Directed by Marguerite Duras; Written by Marguerite Duras

When the lights come on at the club.

One way to describe India Song is to have you remember a time where you were still at the club when the life of the party died out hours ago. The lights come on, the DJ puts on Radiohead as you filter out, because most of their songs are tied for 1st as the world’s most potent anti-party anthem. You’re let out into the night, not quite sure what to do with yourself, and you traipse home with ears ringing and feeling as if you’re still missing that something you came out for in the first place. Life happened tonight, but you don’t feel it. 

Putting you under that same dark spell is India Song, Marguerite Duras’ singular film about a diplomat wife, Anne-Marie Stretter, her affairs, and the ennui of an entire social class. While the circumstances are far from what I’ve described above, the void is the same. 

It’s 1930’s India, and the air swelters to a point where it causes a “slowness of the blood.” A darkened manor housing the French embassy sits quietly, and within, people glide ghost-like through halls filled with grand pianos, paintings, champagne flutes and silverware. But stepping through the French windows and into the opulence, you sense the curse about the place. A thin sheet of dust seems to rest on it all, and the decadently dressed diplomats and socialites don blank expressions that would appear death masks were it not for the mournful eyes that shine out with muted light. No words are spoken, but disembodied voices narrate, telling stories of Stretter’s exploits or commentating on the action unfolding on-screen with hushed voices, as if passing gossip behind cupped hands.

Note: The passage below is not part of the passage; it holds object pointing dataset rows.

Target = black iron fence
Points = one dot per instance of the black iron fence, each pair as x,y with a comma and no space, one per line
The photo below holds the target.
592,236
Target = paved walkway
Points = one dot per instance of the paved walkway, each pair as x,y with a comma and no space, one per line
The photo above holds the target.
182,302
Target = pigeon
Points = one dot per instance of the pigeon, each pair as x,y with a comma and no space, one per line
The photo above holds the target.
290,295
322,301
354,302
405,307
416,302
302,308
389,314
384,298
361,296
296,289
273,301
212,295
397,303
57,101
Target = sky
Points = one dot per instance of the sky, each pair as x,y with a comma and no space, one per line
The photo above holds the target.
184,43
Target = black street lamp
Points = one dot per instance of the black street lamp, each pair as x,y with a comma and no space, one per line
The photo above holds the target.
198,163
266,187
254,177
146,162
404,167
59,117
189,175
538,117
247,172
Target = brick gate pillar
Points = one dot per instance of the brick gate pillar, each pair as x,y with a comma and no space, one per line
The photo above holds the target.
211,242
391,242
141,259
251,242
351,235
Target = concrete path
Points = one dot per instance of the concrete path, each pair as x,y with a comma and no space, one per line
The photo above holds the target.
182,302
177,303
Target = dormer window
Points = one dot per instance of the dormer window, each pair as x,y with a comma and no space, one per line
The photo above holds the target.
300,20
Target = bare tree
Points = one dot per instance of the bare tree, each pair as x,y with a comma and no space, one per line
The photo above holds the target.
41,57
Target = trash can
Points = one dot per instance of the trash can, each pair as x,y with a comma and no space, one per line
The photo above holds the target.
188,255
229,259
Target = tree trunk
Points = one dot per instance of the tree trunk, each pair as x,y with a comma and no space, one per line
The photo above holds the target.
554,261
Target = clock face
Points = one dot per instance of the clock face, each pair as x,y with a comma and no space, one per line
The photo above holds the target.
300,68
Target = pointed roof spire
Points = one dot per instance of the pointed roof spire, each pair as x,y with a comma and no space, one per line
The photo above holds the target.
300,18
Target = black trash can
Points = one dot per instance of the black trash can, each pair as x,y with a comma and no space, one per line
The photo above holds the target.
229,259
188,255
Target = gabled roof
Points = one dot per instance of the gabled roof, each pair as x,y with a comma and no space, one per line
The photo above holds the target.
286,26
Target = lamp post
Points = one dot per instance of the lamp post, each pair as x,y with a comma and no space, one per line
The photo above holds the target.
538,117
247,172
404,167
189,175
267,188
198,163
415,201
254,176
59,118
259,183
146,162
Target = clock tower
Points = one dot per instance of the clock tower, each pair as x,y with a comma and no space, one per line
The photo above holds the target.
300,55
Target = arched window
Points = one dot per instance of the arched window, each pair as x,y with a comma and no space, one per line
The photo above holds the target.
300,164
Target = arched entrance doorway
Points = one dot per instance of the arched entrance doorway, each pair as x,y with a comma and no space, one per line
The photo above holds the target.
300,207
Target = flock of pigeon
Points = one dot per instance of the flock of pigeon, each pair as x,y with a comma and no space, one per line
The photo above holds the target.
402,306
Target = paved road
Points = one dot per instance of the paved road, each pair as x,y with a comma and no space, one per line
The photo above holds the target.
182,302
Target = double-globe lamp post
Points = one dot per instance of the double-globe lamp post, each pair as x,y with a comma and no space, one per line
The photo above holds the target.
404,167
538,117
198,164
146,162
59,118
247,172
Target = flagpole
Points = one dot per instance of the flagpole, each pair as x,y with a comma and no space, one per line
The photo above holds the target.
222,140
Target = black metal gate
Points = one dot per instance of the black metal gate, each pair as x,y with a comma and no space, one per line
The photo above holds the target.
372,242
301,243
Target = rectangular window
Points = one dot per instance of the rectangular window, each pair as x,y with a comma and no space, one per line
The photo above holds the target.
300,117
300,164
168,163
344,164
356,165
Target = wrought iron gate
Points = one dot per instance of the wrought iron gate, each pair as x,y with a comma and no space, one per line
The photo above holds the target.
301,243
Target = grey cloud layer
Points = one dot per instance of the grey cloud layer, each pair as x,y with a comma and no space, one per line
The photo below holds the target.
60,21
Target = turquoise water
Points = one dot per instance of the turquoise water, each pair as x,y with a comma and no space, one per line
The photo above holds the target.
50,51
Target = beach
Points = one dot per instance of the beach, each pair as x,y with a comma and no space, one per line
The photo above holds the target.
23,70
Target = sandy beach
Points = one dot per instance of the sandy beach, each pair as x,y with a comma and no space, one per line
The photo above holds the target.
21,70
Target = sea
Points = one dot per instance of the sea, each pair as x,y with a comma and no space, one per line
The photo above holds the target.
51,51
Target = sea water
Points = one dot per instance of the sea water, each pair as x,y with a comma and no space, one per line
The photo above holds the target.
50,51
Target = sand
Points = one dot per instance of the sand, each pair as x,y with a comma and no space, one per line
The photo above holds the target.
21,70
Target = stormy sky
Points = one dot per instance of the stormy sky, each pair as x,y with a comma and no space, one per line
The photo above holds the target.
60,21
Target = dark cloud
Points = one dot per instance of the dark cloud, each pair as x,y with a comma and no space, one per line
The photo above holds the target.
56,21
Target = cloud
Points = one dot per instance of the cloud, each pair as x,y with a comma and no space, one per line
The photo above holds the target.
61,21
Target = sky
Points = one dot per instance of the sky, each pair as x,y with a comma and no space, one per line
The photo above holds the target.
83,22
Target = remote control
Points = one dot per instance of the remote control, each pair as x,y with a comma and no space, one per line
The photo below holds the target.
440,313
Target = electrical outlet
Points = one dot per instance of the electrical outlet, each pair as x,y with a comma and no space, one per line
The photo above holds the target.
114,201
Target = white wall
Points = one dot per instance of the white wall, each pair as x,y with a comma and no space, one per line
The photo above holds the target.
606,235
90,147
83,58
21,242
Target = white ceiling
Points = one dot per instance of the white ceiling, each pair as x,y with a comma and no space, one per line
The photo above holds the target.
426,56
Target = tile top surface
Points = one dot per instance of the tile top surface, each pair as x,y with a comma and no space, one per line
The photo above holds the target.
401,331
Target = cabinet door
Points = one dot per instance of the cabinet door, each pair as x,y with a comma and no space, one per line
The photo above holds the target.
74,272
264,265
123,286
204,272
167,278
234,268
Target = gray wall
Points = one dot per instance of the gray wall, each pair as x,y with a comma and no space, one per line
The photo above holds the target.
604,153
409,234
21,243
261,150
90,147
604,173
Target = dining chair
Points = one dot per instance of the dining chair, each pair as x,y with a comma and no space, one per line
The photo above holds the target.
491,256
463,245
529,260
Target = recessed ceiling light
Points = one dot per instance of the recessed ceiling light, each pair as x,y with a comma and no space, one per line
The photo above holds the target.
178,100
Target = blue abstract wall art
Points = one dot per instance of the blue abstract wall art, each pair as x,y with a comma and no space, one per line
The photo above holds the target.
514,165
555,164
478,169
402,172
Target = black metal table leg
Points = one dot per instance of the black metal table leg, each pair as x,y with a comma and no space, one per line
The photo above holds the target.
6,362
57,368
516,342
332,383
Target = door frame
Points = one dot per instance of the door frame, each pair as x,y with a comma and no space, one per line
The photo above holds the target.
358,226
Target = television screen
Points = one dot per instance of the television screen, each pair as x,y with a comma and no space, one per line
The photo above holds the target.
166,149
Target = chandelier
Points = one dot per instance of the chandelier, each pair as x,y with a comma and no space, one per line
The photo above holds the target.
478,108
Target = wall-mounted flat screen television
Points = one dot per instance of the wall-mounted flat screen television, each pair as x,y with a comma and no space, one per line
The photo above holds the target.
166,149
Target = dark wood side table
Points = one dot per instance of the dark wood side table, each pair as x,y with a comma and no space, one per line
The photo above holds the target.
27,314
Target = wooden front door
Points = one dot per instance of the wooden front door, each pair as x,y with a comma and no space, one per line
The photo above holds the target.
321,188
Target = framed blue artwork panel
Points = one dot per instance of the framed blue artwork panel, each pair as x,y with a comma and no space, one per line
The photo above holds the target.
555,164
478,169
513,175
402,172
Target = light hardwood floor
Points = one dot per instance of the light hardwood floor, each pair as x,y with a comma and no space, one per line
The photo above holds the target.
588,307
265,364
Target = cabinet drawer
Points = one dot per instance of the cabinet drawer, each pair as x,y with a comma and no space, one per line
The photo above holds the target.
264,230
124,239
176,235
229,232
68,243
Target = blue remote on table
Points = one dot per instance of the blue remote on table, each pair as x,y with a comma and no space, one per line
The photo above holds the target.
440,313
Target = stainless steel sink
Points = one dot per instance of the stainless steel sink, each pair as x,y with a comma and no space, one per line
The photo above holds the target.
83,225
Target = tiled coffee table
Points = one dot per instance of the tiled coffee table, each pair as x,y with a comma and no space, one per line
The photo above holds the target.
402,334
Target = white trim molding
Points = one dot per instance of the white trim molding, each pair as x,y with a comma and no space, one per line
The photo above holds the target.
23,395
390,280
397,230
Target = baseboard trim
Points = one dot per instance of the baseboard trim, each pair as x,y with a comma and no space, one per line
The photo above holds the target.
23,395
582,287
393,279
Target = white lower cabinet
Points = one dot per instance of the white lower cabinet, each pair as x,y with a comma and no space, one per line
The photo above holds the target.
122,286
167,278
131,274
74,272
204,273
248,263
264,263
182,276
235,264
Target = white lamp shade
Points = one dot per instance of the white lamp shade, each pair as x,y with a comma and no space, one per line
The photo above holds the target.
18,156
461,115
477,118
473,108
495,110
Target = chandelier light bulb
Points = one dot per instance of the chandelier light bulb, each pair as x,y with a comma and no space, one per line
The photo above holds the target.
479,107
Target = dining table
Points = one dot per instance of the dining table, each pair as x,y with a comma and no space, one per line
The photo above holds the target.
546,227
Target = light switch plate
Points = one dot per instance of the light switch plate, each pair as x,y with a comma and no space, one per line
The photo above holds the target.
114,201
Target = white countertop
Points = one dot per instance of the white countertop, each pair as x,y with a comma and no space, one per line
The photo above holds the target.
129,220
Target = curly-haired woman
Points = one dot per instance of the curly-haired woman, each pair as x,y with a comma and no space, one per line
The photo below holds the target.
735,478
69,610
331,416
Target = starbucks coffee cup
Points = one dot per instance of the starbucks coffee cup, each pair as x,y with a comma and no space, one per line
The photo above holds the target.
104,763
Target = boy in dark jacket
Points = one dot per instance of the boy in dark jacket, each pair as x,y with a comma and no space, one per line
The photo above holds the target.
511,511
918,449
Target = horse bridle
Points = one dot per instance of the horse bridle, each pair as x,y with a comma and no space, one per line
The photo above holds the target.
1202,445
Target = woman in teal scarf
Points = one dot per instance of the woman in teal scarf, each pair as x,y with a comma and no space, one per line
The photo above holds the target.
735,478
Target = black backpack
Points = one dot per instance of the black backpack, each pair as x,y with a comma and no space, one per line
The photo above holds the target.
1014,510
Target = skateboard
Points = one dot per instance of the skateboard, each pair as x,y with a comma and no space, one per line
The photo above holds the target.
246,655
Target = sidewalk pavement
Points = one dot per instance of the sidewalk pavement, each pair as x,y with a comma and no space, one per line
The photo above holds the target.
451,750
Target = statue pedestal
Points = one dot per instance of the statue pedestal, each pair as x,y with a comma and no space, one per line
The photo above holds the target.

A plot of (not so) secret affairs and public freakouts might suggest tempestuous confrontations and passionate embraces, but not here. Instead, Duras’ treatment of languid movements, disaffected faces and subdued narration buries the film’s pulse deep beneath its still flesh. It makes India Song a dream-like experience, where you feel as if you’re watching someone’s misted recollection of those days, where minor details are brushed away to coax out the underlying emotions that roiled in the deep. 

It’s a deeply subjective rendering of these socialites, their parties and their vacuous lives, and Duras fatally seduces you through the dark allure of ruined glamour. It fills India Song with a profound sense of tragedy, as if to say the “leprosy of the heart” that Stretter is said to suffer is a fate far worse than death.

Duras is a filmmaker with a voice that’s entirely her own, and India Song’s evocative atmosphere of dead-end soul-death still stands alone all these decades later. It’ll catch you by surprise how something told so askew can land squarely in your heart, how something so delicate and sensuous can pull you under with inescapable gravity.